I feel as though I could fall asleep while typing this. No matter how much sleep I get I am still tired all day long. Going to the grocery store or Starbucks is a huge ordeal. Now, before you all get snippy in my face about Starbucks my doctor approved a certain amount of caffine each day so back off. Sorry if I sound cranky, I'm just so tired.

I had to pull out of a movie that I really, really wanted to do. But the part just wouldn't work with a 6 month pregnant girl and that is how far along I will be when they start filming. Good parts don't come around often. Some directors are willing to work around it, some will work it into the script, some just rip up your headshot and move along to the next girl.

I suppose in some ways I am incredibly lucky. What I have done so far with my acting pays me more than it should, and I won't have to worry about paying for anything. I refuse to be one of those moms who only dresses her baby in designer clothes though. And yes, I will be able to afford a nanny and yes, I will get one. With both mom and dad being actors, we'll need an extra hand around.

The sun is almost up so I think I am going to go for a walk. I used to work out daily, now a walk in the hills is about all I can do. I wonder how much weight I will gain. Good subject for tomorrows blog.....pregnancy weight gain and hollywood.

6/05/2005

Just peed on a stick

I recently found out I am pregnant. While my guy and I are happy, hollywood is not.
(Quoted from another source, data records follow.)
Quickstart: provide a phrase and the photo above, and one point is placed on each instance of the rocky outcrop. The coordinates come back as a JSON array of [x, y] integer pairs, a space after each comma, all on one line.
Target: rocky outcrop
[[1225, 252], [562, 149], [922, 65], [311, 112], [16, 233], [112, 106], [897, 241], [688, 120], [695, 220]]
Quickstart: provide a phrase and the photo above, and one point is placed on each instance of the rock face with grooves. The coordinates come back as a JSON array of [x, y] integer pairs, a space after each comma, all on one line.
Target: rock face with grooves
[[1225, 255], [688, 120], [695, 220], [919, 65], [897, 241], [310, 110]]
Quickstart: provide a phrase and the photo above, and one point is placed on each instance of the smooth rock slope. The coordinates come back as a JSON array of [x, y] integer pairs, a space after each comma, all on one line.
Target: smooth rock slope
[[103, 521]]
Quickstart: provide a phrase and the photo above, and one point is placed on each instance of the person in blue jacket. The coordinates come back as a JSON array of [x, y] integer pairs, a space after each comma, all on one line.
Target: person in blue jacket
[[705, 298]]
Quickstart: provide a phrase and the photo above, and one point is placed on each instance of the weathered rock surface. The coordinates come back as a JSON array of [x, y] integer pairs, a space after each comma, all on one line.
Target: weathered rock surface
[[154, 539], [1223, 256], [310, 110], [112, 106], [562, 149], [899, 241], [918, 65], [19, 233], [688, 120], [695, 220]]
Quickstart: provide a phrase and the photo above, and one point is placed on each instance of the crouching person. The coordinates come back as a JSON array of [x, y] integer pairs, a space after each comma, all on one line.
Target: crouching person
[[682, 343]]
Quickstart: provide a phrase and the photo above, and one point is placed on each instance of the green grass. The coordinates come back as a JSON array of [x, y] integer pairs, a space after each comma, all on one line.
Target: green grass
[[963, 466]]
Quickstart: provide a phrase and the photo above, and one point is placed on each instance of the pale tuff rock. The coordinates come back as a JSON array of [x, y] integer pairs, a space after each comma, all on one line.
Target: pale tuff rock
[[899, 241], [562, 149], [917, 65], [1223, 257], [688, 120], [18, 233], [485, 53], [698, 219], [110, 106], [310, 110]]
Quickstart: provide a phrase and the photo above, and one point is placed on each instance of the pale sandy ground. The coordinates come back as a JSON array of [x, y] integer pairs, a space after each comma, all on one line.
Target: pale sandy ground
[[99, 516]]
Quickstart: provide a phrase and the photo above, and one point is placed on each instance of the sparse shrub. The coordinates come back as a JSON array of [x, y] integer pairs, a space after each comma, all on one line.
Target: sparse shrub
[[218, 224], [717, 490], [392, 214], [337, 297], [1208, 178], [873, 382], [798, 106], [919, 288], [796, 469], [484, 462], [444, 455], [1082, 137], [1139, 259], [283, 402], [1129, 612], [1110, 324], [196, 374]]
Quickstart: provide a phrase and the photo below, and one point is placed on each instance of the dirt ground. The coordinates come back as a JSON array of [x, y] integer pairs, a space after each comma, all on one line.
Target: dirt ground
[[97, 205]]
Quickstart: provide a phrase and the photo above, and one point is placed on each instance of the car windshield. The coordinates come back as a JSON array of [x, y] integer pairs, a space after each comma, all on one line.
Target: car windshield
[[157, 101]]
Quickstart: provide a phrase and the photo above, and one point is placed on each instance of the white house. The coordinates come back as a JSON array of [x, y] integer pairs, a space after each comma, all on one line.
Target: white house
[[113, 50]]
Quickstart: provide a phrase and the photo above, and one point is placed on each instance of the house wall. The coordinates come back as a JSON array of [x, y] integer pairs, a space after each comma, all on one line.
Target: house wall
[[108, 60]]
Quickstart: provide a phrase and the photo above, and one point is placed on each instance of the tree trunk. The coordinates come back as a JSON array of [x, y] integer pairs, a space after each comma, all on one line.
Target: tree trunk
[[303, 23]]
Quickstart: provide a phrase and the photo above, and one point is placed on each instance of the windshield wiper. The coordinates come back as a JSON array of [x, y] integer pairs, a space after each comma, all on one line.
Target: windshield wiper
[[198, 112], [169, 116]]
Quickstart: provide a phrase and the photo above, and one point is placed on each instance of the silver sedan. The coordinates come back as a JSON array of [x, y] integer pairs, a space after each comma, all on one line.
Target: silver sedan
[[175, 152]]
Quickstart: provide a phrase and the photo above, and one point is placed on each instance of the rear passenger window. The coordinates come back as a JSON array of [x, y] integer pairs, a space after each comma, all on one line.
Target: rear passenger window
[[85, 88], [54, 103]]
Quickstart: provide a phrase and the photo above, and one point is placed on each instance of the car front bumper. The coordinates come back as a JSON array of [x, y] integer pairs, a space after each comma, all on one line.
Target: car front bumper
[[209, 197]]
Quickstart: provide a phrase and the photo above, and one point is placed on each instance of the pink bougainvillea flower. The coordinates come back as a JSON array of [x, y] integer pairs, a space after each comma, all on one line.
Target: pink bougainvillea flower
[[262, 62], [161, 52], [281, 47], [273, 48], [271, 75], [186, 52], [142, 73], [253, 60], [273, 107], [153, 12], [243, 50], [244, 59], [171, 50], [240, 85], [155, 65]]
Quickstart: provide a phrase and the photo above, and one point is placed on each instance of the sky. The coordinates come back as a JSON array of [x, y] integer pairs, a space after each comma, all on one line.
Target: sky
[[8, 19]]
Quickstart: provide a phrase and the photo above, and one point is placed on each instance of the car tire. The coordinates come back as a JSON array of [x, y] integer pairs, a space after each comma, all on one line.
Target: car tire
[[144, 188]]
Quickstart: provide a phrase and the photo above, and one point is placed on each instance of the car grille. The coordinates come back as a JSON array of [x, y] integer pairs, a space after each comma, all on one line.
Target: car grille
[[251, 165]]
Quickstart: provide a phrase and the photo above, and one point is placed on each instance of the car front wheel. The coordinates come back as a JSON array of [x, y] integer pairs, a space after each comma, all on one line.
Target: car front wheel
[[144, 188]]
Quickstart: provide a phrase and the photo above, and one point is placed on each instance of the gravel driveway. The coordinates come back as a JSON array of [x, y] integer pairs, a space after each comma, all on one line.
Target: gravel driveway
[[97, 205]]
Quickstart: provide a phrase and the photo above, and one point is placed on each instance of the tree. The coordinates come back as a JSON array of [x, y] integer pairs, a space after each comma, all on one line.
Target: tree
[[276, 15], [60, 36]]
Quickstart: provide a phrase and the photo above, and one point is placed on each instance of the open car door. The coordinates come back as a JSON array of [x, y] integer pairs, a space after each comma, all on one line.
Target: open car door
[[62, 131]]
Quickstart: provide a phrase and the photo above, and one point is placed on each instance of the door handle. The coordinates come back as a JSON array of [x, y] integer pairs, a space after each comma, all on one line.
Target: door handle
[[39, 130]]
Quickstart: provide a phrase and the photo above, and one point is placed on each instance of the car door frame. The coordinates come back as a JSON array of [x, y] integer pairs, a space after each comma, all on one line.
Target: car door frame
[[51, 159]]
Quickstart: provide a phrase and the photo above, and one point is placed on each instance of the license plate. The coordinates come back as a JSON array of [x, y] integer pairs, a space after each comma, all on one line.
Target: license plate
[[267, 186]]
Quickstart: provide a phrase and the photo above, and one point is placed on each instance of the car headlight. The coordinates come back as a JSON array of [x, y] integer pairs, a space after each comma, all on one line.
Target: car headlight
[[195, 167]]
I have been told by no less than 6 people (producers, directors, agents....all people I considered friends) to get rid of the baby. My career is on a fast track.....movies are finally happening....why mess it up for a baby?

I was nice enough not to kick their asses. This is hollywood after all, and if you are smart you never burn bridges. I just smiled and said I am keeping the baby.

Now the backstabbing begins. Who will leak it to the press? Will I be as hounded as Britney? Will my tummy be photographed and put in tabloids to speculate?

Hollywood is plastic. You can't share your thoughts with anyone without seeing them in print the next day. That is why I decided to do a blog. I can share my thoughts with honesty, and not be judged for them. Check back to share in my journey.